In [1]:
import pandas as pd
import numpy as np
import sklearn.model_selection as skm
from ISLP import confusion_table
import statsmodels.api as sm
from sklearn.preprocessing import StandardScaler

In [2]:
#load the dataset
df = pd.read_csv('dataQTM.csv')

#create X and y, drop the empty column
y = df[['diagnosis']]
X = df.drop(['diagnosis', 'id', 'Unnamed: 32'], axis=1).astype('float64')

In [3]:
#use the 13 predictors that has the best results in backward subset selection
X = X[['compactness_mean', 'concave points_mean', 'radius_se', 'smoothness_se', 'concavity_se', 'concave points_se', 'radius_worst', 'texture_worst', 'area_worst', 'concavity_worst', 'symmetry_worst', 'fractal_dimension_worst']]
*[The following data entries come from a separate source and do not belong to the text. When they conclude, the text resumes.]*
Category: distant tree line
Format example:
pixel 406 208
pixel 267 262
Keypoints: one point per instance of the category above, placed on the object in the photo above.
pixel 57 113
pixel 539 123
#split X: trainning size 70% and testing size 30%
X_train, X_test, y_train, y_test = skm.train_test_split(X, y, train_size=0.7, random_state=123)

#add constant
X_train = sm.add_constant(X_train)

#change B to be 0 and M to be 1
y_train['diagnosis'] = y_train['diagnosis'].replace({'B': 0, 'M': 1})

#build a logit model
logit_model = sm.GLM(y_train, X_train, family=sm.families.Binomial())

In [4]:
!pip3 install ISLP
from ISLP.models import summarize

#fit the logit model and print a summary
fitted_model = logit_model.fit()
summarize(fitted_model)



Unnamed: 0,coef,std err,z,P>|z|
const,-30.4565,14.542,-2.094,0.036
compactness_mean,-49.7076,34.263,-1.451,0.147
concave points_mean,83.3484,58.551,1.424,0.155
radius_se,9.5727,3.816,2.508,0.012
smoothness_se,345.1333,264.126,1.307,0.191
concavity_se,-146.3706,75.458,-1.94,0.052
concave points_se,243.2589,269.317,0.903,0.366
radius_worst,-0.7451,1.623,-0.459,0.646
texture_worst,0.3329,0.091,3.669,0.0
area_worst,0.021,0.016,1.282,0.2


In [5]:
#add constant to X_test
X_test = sm.add_constant(X_test)

#change B to be 0 and M to be 1
y_test['diagnosis'] = y_test['diagnosis'].replace({'B': 0, 'M': 1})

In [6]:
#predict y values with the fitted logit model
y_pred = fitted_model.predict(X_test)

#if the predictted value is greater than 0.5, then assign it to 1
y_pred_class = (y_pred > 0.5).astype(int)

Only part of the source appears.